Adding a second layer of Convolution and Pooling
model.add(Convolution2D(32, 3, 3, activation = ‘relu’))
model.add(MaxPooling2D(pool_size = (2, 2)))
Flattening Layer
model.add(Flatten())
Full-Connection Layer
Adding the Hidden layer
model.add(Dense(units = 128, activation = ‘relu’))
Adding the Output Layer
model.add(Dense(units = 1, activation = ‘sigmoid’))
Arguments:
- units: Number of nodes in the layer.
- activation : the activation function in each node.
Compiling the CNN
model.compile(optimiser = ‘adam’,
loss = ‘binary_crossentropy’,
metrics = [‘accuracy’])
Arguments:
- Optimiser: the Optimiser used to reduce the cost calculated by cross-entropy
- Loss: the loss function used to calculate the error
- Metrics: the metrics used to represent the efficiency of the model
Generating Image Data
from keras.preprocessing.image import ImageDataGenerator
train_datagen = ImageDataGenerator(rescale = 1./255,
shear_range = 0.1,
zoom_range = 0.2,
horizontal_flip = True)
test_datagen = ImageDataGenerator(rescale = 1./255)
Arguments:
- rescale: Rescaling factor. Defaults to None. If None or 0, no rescaling is applied, otherwise we multiply the data by the value provided
- shear_range: Shear Intensity. Shear angle in a counter-clockwise direction in degrees.

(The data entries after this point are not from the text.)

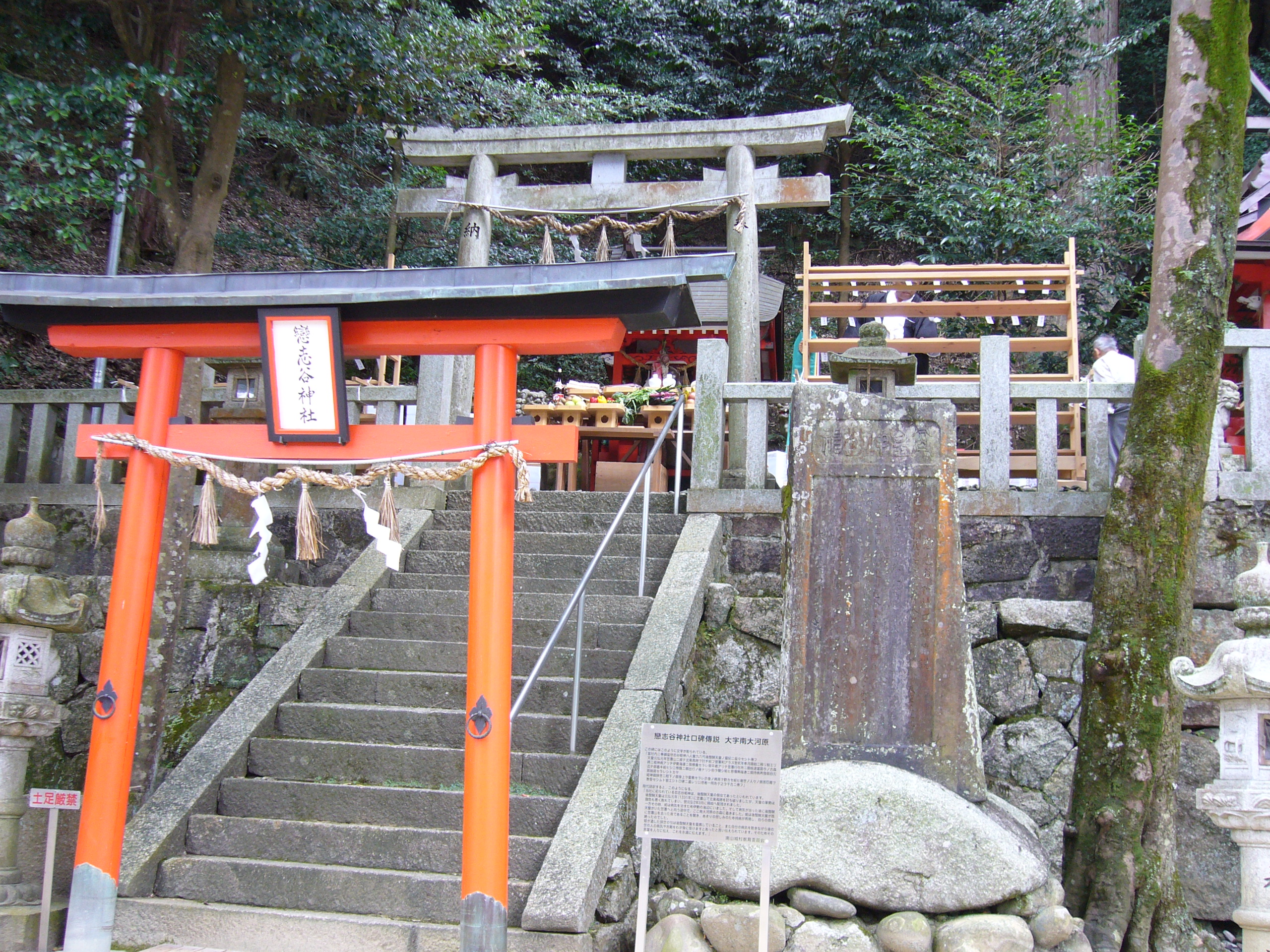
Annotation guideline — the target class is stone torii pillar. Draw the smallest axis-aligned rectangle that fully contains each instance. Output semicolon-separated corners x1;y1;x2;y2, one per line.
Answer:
388;104;852;460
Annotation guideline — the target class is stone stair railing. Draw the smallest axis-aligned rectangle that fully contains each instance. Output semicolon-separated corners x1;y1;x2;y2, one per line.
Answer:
689;329;1270;517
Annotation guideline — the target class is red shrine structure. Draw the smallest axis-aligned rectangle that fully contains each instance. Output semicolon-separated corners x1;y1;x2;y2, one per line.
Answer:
0;254;733;952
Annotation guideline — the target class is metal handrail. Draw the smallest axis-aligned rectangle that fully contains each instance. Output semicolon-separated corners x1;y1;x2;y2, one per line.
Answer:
510;394;686;754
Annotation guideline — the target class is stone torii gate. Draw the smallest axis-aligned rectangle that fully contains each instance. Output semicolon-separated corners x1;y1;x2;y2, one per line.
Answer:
388;104;852;439
0;255;732;952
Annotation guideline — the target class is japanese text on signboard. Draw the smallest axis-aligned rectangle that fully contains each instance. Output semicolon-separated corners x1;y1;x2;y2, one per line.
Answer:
635;723;781;844
27;788;80;810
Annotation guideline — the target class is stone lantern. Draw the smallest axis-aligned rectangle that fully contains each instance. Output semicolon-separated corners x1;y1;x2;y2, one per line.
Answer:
0;498;88;905
829;321;917;399
1171;542;1270;952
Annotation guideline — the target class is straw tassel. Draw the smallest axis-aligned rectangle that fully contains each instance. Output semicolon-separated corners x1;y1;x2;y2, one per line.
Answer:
93;439;105;548
380;477;398;542
296;482;325;562
662;215;676;258
190;474;221;546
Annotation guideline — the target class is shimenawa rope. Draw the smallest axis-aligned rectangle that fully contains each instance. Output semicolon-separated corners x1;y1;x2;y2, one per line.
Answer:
93;433;531;558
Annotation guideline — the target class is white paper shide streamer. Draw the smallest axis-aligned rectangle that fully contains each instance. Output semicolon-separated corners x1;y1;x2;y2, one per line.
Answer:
353;489;401;573
247;495;273;585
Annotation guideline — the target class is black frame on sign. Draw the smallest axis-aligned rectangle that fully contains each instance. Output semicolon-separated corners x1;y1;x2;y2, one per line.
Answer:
256;307;348;444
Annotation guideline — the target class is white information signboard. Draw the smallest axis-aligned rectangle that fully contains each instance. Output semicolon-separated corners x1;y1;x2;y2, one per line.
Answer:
635;723;782;952
260;308;348;443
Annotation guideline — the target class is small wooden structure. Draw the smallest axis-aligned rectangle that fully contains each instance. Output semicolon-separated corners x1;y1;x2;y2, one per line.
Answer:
798;238;1084;485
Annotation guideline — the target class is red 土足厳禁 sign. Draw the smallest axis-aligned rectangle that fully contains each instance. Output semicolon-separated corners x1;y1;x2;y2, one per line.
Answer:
27;787;82;810
259;307;348;443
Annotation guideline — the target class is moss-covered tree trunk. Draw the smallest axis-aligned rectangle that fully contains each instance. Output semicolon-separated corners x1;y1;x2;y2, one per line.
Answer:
1066;0;1248;952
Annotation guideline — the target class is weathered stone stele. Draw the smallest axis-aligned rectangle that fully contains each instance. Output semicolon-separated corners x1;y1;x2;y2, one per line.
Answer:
780;383;984;800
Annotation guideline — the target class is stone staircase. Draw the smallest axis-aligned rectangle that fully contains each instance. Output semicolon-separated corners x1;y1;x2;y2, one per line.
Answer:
146;492;686;925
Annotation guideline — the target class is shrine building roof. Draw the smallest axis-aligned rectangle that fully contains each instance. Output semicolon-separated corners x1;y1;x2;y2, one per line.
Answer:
0;254;734;334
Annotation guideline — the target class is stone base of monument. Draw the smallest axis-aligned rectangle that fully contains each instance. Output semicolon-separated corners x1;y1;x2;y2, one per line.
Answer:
0;902;66;952
667;760;1088;952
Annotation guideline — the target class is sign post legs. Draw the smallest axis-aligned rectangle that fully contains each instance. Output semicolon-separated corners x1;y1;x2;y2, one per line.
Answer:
66;348;186;952
635;836;653;952
38;807;61;952
460;344;517;952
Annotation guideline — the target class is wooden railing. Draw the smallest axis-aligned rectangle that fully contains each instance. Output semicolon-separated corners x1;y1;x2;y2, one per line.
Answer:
689;329;1270;515
798;238;1083;381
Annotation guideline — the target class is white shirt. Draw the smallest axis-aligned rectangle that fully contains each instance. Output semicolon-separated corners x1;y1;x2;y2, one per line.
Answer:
1089;351;1137;383
882;291;905;340
1088;351;1137;414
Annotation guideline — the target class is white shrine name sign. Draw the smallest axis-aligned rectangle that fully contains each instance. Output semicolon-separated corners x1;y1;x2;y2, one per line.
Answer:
259;307;348;443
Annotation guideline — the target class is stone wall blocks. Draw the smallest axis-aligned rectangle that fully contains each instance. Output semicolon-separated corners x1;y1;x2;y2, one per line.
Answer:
1027;637;1084;682
971;639;1040;720
1030;515;1102;560
875;913;935;952
728;538;785;575
705;581;737;628
998;598;1093;641
961;539;1045;585
1040;680;1081;723
1188;608;1243;665
701;902;787;952
935;914;1035;952
787;919;878;952
732;596;785;645
644;915;716;952
983;717;1075;789
1027;905;1081;948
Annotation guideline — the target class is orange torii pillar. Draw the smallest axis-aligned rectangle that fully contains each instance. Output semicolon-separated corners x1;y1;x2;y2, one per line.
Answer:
50;317;625;952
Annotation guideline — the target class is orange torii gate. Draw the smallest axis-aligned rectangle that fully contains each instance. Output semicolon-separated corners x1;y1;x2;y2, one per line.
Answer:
0;255;733;952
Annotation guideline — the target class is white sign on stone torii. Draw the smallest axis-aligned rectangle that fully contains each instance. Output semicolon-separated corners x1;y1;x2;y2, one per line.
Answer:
388;104;852;436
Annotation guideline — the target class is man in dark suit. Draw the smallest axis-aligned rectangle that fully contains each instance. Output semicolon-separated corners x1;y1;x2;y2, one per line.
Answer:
838;261;940;374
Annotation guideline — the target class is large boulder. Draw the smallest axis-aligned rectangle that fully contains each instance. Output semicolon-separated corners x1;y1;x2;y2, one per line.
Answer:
974;639;1040;718
1177;731;1240;922
683;760;1049;913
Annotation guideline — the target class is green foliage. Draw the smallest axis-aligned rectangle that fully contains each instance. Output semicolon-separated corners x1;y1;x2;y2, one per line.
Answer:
852;47;1156;357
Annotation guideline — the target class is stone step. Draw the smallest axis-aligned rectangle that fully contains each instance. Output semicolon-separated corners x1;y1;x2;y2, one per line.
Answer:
216;777;569;836
186;814;551;881
387;573;658;598
371;589;653;625
429;515;689;538
345;612;644;651
114;896;592;952
405;542;669;585
248;737;587;797
419;530;680;558
326;632;631;678
446;492;689;513
155;855;532;925
277;701;605;754
300;668;622;717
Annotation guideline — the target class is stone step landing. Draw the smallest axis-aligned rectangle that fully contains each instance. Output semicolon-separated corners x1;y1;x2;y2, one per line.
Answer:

- zoom_range: Range for random zooming of the image.
Fitting images to the CNN
This function lets the classifier directly identify the labels from the name of the directories the image lies in.
training_set = train_datagen.flow_from_directory(‘dataset/training_set’,
target_size = (64, 64),
batch_size = 32,
class_mode = ‘binary’)
test_set = test_datagen.flow_from_directory(‘dataset/test_set’,
target_size = (64, 64),
batch_size = 32,
class_mode = ‘binary’)
Arguments:
- directory: Location of the training_set or test_set
- target_size : The dimensions to which all images found will be resized.Same as input size.
- Batch_size : Size of the batches of data (default: 32).
- Class_mode : Determines the type of label arrays that are returned.One of “categorical”, “binary”, “sparse”, “input”, or None.
Training and Evaluating the model
model.fit_generator(training_set,
samples_per_epoch = 2000,
nb_epoch = 15,
validation_data = test_set,
nb_val_samples = 200)
Arguments:
- generator : A generator sequence used to train the neural network(Training_set).
- Samples_per_epoch : Total number of steps (batches of samples) to yield from generator before declaring one epoch finished and starting the next epoch. It should typically be equal to the number of samples of your dataset divided by the batch size.
- Nb_epoch : Total number of epochs. One complete cycle of predictions of a neural network is called an epoch.
- Validation_data : A generator sequence used to test and evaluate the predictions of the neural network(Test_set).
- Nb_val_samples :Total number of steps (batches of samples) to yield from validation_data generator before stopping at the end of every epoch.
The above function trains the neural network using the training set and evaluates its performance on the test set. The functions returns two metrics for each epoch ‘acc’ and ‘val_acc’ which are the accuracy of predictions obtained in the training set and accuracy attained in the test set respectively.